Quantifying aquatic resources in the Northern Territory
Northern Australia’s Indigenous communities have a large stake in water resource management, arising from their distinct cultural perspective on the environment, native title rights and long traditions of customary land and water management. It is therefore important that water management plans identify and address Indigenous interests and values in water.
As part of the Tropical Rivers and Coastal Knowledge (TRaCK) program, Dr Sue Jackson and her Darwin-based team of Dr Marcus Finn, Ms Emma Woodward and Ms Pippa Featherston are working in two catchments – the Daly in the NT and the Fitzroy in the Kimberley. The team are recording Indigenous knowledge relating to water and quantifying the economic benefit to Indigenous people from water-dependent resource use.
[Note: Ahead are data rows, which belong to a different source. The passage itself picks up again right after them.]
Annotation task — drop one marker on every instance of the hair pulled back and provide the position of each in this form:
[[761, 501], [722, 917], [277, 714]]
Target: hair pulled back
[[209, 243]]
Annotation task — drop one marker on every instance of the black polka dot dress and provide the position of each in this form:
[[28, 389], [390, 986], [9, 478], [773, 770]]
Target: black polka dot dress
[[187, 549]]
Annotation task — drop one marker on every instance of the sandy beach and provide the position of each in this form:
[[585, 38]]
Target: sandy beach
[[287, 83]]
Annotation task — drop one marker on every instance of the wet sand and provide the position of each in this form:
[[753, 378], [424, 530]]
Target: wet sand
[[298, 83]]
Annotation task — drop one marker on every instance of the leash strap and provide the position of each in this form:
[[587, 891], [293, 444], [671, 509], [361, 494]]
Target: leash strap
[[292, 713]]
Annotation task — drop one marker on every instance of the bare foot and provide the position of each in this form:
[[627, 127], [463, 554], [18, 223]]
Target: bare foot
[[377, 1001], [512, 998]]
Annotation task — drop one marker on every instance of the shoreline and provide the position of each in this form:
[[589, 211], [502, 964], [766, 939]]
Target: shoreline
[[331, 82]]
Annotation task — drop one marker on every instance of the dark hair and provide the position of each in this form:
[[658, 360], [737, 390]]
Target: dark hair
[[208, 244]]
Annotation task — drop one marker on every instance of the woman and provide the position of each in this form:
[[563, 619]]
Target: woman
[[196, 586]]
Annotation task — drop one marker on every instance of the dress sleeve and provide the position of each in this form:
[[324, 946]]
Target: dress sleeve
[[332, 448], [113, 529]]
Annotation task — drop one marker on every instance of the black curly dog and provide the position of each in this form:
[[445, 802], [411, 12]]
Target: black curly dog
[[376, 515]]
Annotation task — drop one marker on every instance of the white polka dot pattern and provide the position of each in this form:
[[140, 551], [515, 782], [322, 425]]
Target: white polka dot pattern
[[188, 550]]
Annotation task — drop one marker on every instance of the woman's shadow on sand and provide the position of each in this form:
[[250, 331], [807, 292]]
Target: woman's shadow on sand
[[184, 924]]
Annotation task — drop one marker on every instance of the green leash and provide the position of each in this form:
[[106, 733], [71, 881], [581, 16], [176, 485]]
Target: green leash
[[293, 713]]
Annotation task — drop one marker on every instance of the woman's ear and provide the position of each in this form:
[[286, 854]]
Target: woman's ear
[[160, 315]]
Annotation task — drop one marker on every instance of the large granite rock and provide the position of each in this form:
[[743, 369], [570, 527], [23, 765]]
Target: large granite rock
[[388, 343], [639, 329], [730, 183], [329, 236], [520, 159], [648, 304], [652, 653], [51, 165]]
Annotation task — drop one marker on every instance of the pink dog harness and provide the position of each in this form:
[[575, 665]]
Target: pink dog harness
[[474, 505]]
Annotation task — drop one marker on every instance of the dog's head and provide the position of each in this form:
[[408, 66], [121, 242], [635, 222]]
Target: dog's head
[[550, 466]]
At the 12th International Riversymposium in Brisbane in September 2009, Dr Finn presented results from one part of the project - household surveys that quantify the harvest and consumption of aquatic resources. The surveys were done during a semi-structured interview, with participants being asked to recall a period of hunting activity over the preceding 2 weeks.
Results for the first year of data from the Daly River region indicate that Northern Long-necked Turtles surpass Barramundi and Magpie Geese as the most commonly taken bush tucker. Northern Long-necked Turtles lay their eggs under water along the edge of billabongs, which need to dry and then flood for the eggs to hatch. Changes to water use and river flows could reduce their populations. Dr Finn said turtles were not on the radar of most other interest groups except conservation groups, “but if billabongs don’t fill any more because of water diversions or other land use changes, turtles won’t be able to breed and this will affect the food supply of Indigenous communities.”
These household surveys, which are being conducted quarterly by CSIRO for 2 years, will provide information on the seasonal and inter-annual variability of resource use. This type of research allows CSIRO to contribute a wider understanding of water management to the rest of the TRaCK program, land and water managers and the wider public.